**Proof by Contradiction:**

To prove that √5 √7 is an irrational number, we will assume the opposite, that √5 √7 is a rational number.

**Assumption:**
Let's assume that √5 √7 is a rational number. By definition, a rational number can be expressed as a fraction p/q, where p and q are integers and q is not equal to zero.

**Simplifying the expression:**
√5 √7 = √(5 * 7) = √35

**Assumption in Fraction Form:**
Assuming √35 is rational, it can be expressed as p/q, where p and q have no common factors other than 1.

**Squaring Both Sides:**
(√35)^2 = (p/q)^2
35 = (p^2)/(q^2)

**Consequence and Proof:**
From the equation above, we can conclude that p^2 is divisible by 35, which means p must also be divisible by 5. Therefore, we can write p = 5k, where k is an integer.
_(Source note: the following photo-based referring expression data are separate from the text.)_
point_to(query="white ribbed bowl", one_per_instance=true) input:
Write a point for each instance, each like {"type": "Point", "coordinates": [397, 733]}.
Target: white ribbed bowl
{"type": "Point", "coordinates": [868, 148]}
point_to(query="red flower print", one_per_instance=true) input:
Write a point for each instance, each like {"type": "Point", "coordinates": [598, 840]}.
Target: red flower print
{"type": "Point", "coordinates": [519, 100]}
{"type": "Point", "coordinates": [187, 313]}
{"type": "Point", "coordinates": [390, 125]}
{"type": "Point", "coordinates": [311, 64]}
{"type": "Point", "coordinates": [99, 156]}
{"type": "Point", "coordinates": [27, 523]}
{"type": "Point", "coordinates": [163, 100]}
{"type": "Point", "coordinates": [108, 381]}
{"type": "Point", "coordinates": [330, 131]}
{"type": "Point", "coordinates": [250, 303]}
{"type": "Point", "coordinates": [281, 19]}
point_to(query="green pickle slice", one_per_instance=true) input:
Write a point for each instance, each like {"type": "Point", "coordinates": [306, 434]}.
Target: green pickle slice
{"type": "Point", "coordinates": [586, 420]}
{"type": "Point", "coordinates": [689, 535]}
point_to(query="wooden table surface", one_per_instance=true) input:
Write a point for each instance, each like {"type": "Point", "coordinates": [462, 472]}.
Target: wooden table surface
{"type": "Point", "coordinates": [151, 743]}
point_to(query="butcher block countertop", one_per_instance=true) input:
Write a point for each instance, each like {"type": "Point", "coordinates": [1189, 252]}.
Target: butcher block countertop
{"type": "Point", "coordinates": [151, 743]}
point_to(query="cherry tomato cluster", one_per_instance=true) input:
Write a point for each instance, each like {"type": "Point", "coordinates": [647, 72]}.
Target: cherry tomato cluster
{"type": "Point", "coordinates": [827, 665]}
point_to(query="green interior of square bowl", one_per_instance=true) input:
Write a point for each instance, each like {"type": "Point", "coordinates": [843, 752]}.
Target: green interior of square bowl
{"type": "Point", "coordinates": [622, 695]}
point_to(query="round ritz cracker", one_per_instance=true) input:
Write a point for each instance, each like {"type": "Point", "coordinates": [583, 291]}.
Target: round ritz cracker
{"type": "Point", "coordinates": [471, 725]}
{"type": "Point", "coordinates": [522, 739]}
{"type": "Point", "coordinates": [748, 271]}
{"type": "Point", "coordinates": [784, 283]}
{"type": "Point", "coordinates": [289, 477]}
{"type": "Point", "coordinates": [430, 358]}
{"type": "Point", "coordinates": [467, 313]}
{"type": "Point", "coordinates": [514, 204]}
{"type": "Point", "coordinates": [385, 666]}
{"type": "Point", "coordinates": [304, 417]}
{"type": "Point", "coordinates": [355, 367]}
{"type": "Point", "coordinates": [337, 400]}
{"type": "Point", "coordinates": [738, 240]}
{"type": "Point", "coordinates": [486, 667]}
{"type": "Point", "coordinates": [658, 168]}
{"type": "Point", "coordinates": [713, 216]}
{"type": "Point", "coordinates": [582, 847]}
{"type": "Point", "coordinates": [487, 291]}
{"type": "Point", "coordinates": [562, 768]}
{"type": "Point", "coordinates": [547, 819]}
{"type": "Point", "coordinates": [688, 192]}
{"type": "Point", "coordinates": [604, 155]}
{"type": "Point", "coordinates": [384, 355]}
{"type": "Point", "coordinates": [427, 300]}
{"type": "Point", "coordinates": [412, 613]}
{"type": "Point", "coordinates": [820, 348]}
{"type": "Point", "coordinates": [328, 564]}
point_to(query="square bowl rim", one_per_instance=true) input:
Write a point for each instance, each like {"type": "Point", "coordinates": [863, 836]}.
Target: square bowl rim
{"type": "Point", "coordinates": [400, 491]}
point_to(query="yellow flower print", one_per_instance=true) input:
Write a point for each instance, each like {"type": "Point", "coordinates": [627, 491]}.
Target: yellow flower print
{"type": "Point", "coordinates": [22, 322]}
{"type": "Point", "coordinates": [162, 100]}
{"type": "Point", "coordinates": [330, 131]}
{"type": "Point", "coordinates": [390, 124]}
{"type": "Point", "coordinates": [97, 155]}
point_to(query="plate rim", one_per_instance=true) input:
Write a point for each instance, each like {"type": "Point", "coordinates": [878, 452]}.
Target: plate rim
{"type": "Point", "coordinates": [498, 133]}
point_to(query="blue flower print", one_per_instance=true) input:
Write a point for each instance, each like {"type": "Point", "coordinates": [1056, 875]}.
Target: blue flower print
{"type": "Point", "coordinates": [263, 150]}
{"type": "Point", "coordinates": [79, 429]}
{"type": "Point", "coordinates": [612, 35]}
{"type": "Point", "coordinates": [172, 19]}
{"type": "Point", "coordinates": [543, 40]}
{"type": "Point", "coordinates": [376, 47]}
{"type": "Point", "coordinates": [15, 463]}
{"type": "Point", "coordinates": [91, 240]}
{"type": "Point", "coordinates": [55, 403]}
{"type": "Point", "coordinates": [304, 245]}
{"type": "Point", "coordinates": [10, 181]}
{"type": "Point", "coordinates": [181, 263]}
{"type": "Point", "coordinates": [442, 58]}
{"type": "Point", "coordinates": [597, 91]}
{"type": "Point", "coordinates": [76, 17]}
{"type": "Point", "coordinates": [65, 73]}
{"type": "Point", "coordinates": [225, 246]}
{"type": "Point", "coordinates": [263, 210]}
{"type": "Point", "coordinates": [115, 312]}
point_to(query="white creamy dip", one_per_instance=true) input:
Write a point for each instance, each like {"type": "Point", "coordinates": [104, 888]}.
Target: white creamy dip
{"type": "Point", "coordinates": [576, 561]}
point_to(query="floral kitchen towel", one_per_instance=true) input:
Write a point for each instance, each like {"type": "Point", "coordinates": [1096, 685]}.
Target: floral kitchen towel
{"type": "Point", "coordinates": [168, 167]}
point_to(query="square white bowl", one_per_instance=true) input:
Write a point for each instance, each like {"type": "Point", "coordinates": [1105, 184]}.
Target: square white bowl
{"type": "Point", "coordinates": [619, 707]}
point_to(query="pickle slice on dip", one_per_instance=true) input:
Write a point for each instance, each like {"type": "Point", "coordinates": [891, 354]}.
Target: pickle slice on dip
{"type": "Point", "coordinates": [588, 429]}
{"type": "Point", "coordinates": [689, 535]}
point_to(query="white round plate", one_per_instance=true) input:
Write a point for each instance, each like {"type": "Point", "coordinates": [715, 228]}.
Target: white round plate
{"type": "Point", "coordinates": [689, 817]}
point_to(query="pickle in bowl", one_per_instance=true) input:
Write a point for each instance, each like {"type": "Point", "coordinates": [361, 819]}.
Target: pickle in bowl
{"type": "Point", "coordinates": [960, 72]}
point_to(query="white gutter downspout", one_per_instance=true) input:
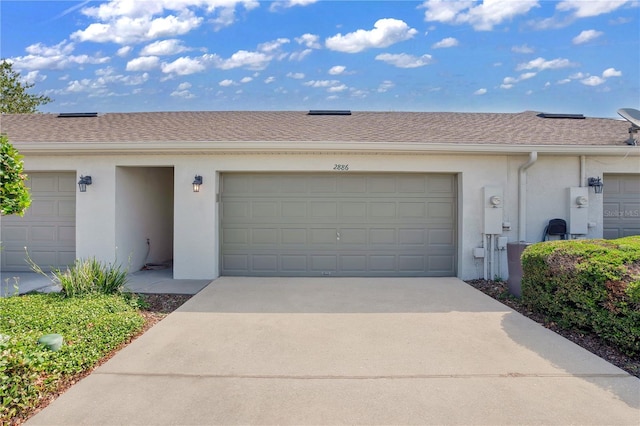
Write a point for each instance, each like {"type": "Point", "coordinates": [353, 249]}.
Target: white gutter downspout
{"type": "Point", "coordinates": [522, 196]}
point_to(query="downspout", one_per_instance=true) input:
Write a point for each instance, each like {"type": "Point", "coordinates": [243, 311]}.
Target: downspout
{"type": "Point", "coordinates": [522, 196]}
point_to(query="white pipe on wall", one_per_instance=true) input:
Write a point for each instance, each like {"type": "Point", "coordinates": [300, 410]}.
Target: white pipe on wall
{"type": "Point", "coordinates": [522, 196]}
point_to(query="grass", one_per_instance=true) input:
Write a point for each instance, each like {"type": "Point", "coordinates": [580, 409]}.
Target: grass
{"type": "Point", "coordinates": [92, 326]}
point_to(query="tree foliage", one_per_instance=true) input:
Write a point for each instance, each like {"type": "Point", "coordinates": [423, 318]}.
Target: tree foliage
{"type": "Point", "coordinates": [14, 98]}
{"type": "Point", "coordinates": [14, 195]}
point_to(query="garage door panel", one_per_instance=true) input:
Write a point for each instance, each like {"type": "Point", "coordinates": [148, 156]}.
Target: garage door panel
{"type": "Point", "coordinates": [323, 262]}
{"type": "Point", "coordinates": [294, 209]}
{"type": "Point", "coordinates": [11, 234]}
{"type": "Point", "coordinates": [353, 263]}
{"type": "Point", "coordinates": [440, 184]}
{"type": "Point", "coordinates": [47, 229]}
{"type": "Point", "coordinates": [295, 263]}
{"type": "Point", "coordinates": [441, 264]}
{"type": "Point", "coordinates": [621, 206]}
{"type": "Point", "coordinates": [263, 236]}
{"type": "Point", "coordinates": [345, 225]}
{"type": "Point", "coordinates": [356, 185]}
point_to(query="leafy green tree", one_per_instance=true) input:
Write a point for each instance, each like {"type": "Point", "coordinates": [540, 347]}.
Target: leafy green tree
{"type": "Point", "coordinates": [14, 195]}
{"type": "Point", "coordinates": [14, 98]}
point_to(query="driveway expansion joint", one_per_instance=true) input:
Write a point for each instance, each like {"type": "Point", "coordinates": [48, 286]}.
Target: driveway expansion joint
{"type": "Point", "coordinates": [372, 377]}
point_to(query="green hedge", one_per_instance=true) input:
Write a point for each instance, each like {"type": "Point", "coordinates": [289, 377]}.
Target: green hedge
{"type": "Point", "coordinates": [591, 285]}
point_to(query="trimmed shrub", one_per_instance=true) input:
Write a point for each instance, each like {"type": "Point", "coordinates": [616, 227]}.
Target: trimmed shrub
{"type": "Point", "coordinates": [591, 285]}
{"type": "Point", "coordinates": [92, 326]}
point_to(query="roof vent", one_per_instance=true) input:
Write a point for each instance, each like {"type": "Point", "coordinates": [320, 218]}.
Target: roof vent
{"type": "Point", "coordinates": [77, 114]}
{"type": "Point", "coordinates": [571, 116]}
{"type": "Point", "coordinates": [329, 112]}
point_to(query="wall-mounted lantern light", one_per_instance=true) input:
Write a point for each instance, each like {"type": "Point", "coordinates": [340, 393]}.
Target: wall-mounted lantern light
{"type": "Point", "coordinates": [83, 182]}
{"type": "Point", "coordinates": [197, 181]}
{"type": "Point", "coordinates": [597, 184]}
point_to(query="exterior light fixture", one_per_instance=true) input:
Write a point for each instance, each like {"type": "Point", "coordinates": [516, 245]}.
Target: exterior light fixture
{"type": "Point", "coordinates": [597, 184]}
{"type": "Point", "coordinates": [197, 181]}
{"type": "Point", "coordinates": [83, 182]}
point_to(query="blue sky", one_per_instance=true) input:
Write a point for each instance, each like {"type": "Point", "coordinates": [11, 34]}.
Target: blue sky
{"type": "Point", "coordinates": [569, 56]}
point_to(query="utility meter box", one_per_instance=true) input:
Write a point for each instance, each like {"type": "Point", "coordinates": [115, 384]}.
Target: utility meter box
{"type": "Point", "coordinates": [493, 210]}
{"type": "Point", "coordinates": [578, 210]}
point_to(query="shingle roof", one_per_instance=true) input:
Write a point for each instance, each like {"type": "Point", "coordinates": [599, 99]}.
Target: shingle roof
{"type": "Point", "coordinates": [524, 128]}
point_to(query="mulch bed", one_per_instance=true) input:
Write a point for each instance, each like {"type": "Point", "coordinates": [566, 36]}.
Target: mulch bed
{"type": "Point", "coordinates": [589, 341]}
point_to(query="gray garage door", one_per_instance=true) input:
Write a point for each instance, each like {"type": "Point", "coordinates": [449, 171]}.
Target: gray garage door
{"type": "Point", "coordinates": [621, 197]}
{"type": "Point", "coordinates": [338, 225]}
{"type": "Point", "coordinates": [47, 229]}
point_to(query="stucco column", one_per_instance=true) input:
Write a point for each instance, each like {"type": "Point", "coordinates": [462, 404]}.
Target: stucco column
{"type": "Point", "coordinates": [195, 246]}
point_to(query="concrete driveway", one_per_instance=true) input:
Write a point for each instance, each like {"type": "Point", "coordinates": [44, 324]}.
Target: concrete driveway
{"type": "Point", "coordinates": [349, 351]}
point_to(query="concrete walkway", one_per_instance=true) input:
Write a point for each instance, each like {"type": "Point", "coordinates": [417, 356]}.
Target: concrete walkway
{"type": "Point", "coordinates": [348, 351]}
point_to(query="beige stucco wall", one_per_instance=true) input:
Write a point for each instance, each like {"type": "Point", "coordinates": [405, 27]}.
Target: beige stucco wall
{"type": "Point", "coordinates": [101, 224]}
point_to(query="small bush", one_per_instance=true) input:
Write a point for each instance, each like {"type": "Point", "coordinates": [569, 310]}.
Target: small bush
{"type": "Point", "coordinates": [91, 326]}
{"type": "Point", "coordinates": [592, 285]}
{"type": "Point", "coordinates": [88, 276]}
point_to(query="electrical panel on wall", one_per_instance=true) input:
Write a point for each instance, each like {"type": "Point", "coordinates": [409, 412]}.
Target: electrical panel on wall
{"type": "Point", "coordinates": [493, 210]}
{"type": "Point", "coordinates": [578, 210]}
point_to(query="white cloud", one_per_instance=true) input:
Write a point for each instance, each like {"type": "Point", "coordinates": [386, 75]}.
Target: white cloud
{"type": "Point", "coordinates": [183, 91]}
{"type": "Point", "coordinates": [522, 49]}
{"type": "Point", "coordinates": [611, 72]}
{"type": "Point", "coordinates": [337, 69]}
{"type": "Point", "coordinates": [285, 4]}
{"type": "Point", "coordinates": [336, 89]}
{"type": "Point", "coordinates": [386, 32]}
{"type": "Point", "coordinates": [446, 42]}
{"type": "Point", "coordinates": [33, 77]}
{"type": "Point", "coordinates": [403, 60]}
{"type": "Point", "coordinates": [183, 66]}
{"type": "Point", "coordinates": [385, 86]}
{"type": "Point", "coordinates": [185, 94]}
{"type": "Point", "coordinates": [586, 36]}
{"type": "Point", "coordinates": [311, 41]}
{"type": "Point", "coordinates": [274, 45]}
{"type": "Point", "coordinates": [594, 80]}
{"type": "Point", "coordinates": [126, 30]}
{"type": "Point", "coordinates": [55, 57]}
{"type": "Point", "coordinates": [128, 21]}
{"type": "Point", "coordinates": [60, 49]}
{"type": "Point", "coordinates": [584, 9]}
{"type": "Point", "coordinates": [527, 75]}
{"type": "Point", "coordinates": [124, 51]}
{"type": "Point", "coordinates": [298, 56]}
{"type": "Point", "coordinates": [163, 47]}
{"type": "Point", "coordinates": [543, 64]}
{"type": "Point", "coordinates": [243, 59]}
{"type": "Point", "coordinates": [144, 63]}
{"type": "Point", "coordinates": [321, 83]}
{"type": "Point", "coordinates": [482, 17]}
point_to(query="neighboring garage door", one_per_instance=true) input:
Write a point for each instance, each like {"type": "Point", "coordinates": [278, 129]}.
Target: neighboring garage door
{"type": "Point", "coordinates": [621, 211]}
{"type": "Point", "coordinates": [47, 229]}
{"type": "Point", "coordinates": [338, 225]}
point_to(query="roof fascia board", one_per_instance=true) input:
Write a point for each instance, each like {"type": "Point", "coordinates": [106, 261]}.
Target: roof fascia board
{"type": "Point", "coordinates": [240, 147]}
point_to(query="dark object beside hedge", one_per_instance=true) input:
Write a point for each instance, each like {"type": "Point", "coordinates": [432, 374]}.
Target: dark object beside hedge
{"type": "Point", "coordinates": [591, 285]}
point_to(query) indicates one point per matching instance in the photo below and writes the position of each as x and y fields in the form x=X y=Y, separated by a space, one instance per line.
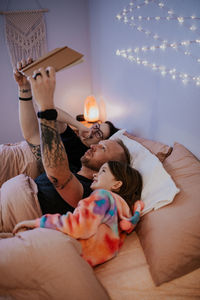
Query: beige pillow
x=161 y=150
x=158 y=187
x=46 y=264
x=170 y=236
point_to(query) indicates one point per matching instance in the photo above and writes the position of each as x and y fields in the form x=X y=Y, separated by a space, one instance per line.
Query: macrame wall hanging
x=25 y=34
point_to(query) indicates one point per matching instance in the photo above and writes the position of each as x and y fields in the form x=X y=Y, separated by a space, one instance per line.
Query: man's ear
x=116 y=186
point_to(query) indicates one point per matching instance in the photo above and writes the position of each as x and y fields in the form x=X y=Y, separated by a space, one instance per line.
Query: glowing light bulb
x=118 y=17
x=193 y=28
x=180 y=19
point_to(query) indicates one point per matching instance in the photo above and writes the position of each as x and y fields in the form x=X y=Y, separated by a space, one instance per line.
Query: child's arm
x=129 y=225
x=84 y=221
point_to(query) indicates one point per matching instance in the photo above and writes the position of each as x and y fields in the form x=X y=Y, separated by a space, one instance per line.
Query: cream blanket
x=18 y=202
x=17 y=159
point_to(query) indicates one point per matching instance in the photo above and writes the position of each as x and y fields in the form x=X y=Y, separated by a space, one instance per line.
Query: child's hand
x=138 y=206
x=19 y=77
x=24 y=225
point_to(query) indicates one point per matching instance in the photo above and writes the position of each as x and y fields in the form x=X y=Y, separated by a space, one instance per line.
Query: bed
x=159 y=260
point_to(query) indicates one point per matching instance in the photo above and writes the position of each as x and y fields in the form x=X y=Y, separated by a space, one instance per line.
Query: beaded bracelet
x=25 y=99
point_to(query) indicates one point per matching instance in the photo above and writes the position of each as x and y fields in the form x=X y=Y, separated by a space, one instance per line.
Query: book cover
x=58 y=58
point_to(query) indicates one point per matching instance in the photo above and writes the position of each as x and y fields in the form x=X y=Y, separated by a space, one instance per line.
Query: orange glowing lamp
x=91 y=110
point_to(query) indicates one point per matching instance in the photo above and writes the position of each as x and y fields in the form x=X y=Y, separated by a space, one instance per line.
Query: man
x=70 y=187
x=76 y=142
x=58 y=189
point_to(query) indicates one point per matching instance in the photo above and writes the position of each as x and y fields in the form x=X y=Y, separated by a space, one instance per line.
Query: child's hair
x=131 y=188
x=112 y=128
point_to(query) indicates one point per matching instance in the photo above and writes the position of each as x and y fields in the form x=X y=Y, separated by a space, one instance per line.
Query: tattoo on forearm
x=35 y=149
x=58 y=185
x=52 y=146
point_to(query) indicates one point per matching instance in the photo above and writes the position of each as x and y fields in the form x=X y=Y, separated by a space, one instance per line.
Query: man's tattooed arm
x=54 y=156
x=35 y=149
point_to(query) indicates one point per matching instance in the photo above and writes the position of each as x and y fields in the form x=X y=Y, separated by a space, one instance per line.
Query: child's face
x=104 y=179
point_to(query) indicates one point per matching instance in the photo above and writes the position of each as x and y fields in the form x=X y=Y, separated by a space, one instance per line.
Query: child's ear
x=116 y=186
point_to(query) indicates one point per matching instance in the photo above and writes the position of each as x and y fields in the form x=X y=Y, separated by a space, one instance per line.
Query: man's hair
x=125 y=155
x=131 y=179
x=112 y=128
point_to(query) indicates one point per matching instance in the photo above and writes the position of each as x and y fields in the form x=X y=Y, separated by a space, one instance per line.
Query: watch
x=48 y=114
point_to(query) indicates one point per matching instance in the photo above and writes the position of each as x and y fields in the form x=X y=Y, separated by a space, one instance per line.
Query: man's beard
x=90 y=165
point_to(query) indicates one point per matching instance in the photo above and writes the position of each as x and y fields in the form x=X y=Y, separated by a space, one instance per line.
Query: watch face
x=49 y=114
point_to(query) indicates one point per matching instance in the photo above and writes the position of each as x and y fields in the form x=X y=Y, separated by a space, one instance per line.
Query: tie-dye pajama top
x=95 y=223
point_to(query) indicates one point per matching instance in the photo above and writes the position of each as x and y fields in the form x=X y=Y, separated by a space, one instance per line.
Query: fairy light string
x=132 y=55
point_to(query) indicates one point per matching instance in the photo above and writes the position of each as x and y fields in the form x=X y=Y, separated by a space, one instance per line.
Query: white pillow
x=158 y=187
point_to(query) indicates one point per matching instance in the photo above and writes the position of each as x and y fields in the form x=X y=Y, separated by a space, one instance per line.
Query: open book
x=58 y=58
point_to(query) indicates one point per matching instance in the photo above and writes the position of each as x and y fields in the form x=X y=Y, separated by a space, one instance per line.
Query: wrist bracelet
x=48 y=114
x=25 y=99
x=25 y=90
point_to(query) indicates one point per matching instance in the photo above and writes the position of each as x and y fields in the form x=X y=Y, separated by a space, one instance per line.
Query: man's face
x=100 y=153
x=98 y=132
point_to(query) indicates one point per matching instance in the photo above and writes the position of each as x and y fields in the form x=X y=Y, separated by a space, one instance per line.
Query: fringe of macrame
x=25 y=35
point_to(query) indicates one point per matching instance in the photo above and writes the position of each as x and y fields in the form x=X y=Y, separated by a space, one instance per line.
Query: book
x=58 y=58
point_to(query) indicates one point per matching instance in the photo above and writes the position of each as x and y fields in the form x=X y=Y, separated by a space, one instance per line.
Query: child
x=98 y=221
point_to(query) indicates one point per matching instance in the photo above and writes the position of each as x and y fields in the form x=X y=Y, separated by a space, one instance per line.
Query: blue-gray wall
x=138 y=98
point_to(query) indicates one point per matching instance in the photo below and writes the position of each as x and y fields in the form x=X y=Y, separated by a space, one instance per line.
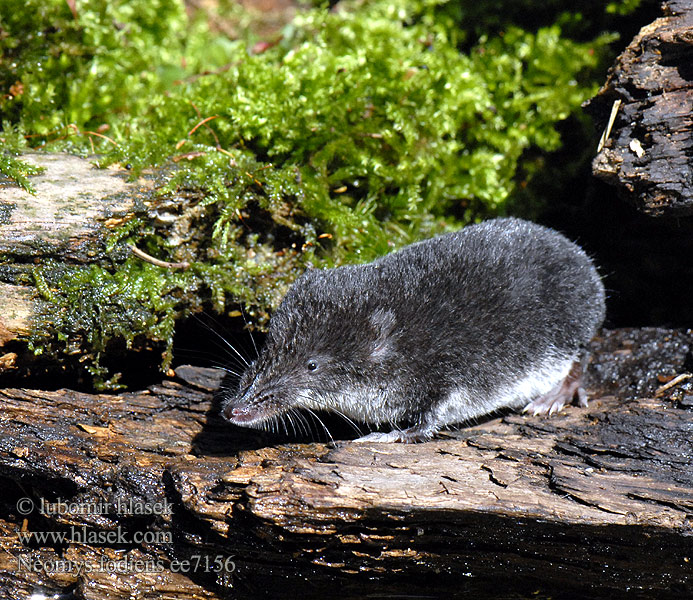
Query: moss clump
x=353 y=133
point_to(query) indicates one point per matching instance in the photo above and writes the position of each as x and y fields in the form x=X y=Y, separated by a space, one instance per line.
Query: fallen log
x=594 y=501
x=645 y=109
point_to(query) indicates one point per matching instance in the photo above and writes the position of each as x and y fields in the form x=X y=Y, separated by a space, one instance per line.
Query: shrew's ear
x=383 y=324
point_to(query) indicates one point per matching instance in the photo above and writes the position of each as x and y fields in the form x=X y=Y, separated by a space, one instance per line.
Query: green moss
x=353 y=133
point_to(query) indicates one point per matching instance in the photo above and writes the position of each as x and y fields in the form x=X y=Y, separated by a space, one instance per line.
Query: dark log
x=648 y=153
x=596 y=502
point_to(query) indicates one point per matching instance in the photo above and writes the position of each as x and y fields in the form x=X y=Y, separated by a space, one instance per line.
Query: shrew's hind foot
x=411 y=435
x=564 y=393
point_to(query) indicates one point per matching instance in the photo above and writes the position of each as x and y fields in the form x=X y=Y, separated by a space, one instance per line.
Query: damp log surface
x=648 y=154
x=66 y=222
x=578 y=503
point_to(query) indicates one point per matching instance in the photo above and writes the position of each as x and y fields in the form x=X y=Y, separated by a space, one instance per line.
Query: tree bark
x=594 y=501
x=67 y=221
x=647 y=154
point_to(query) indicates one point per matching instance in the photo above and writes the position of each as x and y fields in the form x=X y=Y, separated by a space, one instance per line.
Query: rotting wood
x=648 y=153
x=69 y=218
x=581 y=502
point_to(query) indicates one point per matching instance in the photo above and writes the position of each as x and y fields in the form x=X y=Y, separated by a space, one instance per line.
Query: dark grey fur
x=440 y=332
Substituting p = 5k in the equation:
35 = (5k^2)/(q^2)

Simplifying the equation further:
7 = (k^2)/(q^2)

From this equation, we can deduce that q^2 is divisible by 7, which means q must also be divisible by 7. Therefore, we can write q = 7m, where m is an integer.

Substituting q = 7m in the equation:
7 = (k^2)/(7^2 * m^2)

Simplifying the equation further:
1 = (k^2)/(49m^2)

From the equation above, we can conclude that k^2 is divisible by 49, which means k must also be divisible by 7. However, this contradicts our assumption that p and q have no common factors other than 1.

**Contradiction:**
Since our assumption leads to a contradiction, we can conclude that √5 √7 is not a rational number. Hence, √5 √7 is an irrational number.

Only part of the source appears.